Methods: We trained an XGBoost MLA implemented in Python to predict occurrence of abnormal phosphate (<0.5 or >1.78 mmol/L) from other results in the SOS. To train and test this algorithm, we used 481,150 test results for 45,174 patients on blood tests between January 2019 and December 2021, with 5,897 abnormal results.
Results: This model was trained and tested on a 70%/30% split (train/test result cohort), achieving an area under the receiver operator curve on the test set of 0.866 (95% CI, 0.857 to 0.875).

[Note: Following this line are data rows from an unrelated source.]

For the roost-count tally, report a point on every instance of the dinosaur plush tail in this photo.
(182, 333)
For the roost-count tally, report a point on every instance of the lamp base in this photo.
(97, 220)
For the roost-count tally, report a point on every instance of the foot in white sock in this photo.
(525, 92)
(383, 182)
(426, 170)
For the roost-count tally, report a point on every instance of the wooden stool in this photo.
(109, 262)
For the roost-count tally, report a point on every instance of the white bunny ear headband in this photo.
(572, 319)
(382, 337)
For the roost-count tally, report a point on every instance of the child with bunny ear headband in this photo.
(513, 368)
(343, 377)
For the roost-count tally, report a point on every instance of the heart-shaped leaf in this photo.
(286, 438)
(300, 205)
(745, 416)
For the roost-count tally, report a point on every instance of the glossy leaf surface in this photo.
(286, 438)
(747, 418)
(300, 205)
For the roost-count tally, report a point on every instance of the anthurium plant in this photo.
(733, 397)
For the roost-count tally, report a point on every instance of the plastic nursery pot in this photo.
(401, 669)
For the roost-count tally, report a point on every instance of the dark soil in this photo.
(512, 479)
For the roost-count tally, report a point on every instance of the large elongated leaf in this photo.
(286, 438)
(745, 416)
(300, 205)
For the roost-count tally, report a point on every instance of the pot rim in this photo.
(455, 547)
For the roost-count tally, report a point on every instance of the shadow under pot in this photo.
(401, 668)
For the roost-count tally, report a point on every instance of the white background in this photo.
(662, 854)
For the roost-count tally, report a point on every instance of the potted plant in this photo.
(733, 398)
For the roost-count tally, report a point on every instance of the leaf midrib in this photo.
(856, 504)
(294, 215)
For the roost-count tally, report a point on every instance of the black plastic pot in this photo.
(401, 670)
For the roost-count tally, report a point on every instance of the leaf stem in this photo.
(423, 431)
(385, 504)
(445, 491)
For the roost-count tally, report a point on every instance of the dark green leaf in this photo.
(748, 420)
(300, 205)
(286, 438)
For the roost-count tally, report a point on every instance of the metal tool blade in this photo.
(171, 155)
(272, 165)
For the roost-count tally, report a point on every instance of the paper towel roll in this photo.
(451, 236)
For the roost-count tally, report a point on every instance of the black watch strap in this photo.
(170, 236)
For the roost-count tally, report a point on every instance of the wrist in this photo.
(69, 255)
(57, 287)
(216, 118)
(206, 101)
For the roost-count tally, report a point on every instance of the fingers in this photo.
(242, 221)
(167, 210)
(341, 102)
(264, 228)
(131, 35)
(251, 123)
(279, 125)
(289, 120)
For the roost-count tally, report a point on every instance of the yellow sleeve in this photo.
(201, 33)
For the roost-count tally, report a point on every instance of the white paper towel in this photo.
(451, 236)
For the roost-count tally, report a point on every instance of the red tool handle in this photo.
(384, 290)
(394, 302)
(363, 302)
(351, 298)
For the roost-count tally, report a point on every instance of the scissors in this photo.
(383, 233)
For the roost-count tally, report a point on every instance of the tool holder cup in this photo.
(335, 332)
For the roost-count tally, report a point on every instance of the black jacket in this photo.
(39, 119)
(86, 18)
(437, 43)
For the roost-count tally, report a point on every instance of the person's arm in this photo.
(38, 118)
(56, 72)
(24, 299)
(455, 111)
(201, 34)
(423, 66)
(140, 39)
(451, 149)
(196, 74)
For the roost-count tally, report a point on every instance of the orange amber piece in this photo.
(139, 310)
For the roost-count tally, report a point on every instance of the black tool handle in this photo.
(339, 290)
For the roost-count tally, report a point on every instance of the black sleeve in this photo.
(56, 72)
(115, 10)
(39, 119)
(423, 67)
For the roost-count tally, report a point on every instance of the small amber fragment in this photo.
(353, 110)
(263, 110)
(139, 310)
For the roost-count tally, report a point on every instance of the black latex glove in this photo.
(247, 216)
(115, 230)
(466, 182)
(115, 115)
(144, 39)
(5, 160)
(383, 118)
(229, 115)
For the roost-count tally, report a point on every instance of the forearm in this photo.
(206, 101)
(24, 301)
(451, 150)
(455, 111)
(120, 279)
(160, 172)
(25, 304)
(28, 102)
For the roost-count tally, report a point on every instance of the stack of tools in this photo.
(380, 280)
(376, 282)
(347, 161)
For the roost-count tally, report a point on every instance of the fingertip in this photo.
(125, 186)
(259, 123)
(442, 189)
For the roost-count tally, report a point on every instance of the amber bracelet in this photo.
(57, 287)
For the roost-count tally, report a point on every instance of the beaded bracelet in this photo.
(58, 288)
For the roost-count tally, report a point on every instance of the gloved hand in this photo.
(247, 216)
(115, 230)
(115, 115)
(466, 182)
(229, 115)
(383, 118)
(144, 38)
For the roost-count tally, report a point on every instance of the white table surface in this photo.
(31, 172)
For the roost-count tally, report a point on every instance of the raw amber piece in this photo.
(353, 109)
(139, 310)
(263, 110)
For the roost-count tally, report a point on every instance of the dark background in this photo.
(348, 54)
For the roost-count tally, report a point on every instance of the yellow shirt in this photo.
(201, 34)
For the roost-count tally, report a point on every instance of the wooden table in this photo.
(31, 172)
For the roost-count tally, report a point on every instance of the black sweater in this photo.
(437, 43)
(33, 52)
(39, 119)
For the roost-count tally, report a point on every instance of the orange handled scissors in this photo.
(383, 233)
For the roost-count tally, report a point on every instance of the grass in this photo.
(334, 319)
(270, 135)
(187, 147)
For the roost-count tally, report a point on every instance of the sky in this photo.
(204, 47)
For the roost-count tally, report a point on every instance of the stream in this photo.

Assigning a threshold for predictions so the model achieves a sensitivity of 0.924 and a specificity of 0.530 and only performing a phosphate test for results above this threshold, the number of phosphate tests would be reduced from 142,647 to 67,873 in this test set, capturing 1,586 of the total 1,716 abnormal results with a small risk (<0.1%) of missing an abnormal result. The model was further validated on a separate validation cohort between January 2022 and December 2023, achieving similar levels of performance.
Conclusion: A MLA to optimize testing of phosphate has been developed with high sensitivity. Its application in routine care might result in cost-savings and health care efficiencies. The methodology used to develop our MLA model can be applied to other settings where interrelated variables are measured in SOS.